Barry Downunder, ready to move along now
Monday morning –
OK, the pies were excellent last night for dinner, and I finished up the frozen vegetables. I had another good night’s sleep, and now I have packed everything and had my brekkie, so I’m ready to hit the road, Jack.
No cockatoos this morning, to wake me up, but I heard a cuckoo calling, so I threw on some clothes and went out and looked for it. I found it after about 15 minutes, and it was a Fan-tailed Cuckoo, a species I had seen in the Hawkesbury with Keith. It was good to see it and associate the call with the bird, though. I think I will remember that one now.
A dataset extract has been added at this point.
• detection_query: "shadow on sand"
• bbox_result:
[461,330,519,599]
Off to Pemberton now, to a B&B, assuming they know I’m coming. I looked at my emails, and I don’t see a confirmation email from them, after I said I would take the room. That reminds me of Kalbarri, where they had no record of my booking. Will history repeat itself? I’ll try to get there early, so if they don’t have a room for me, I can find something else. Only about 2 to 3 hours of driving today, so I can take it easy.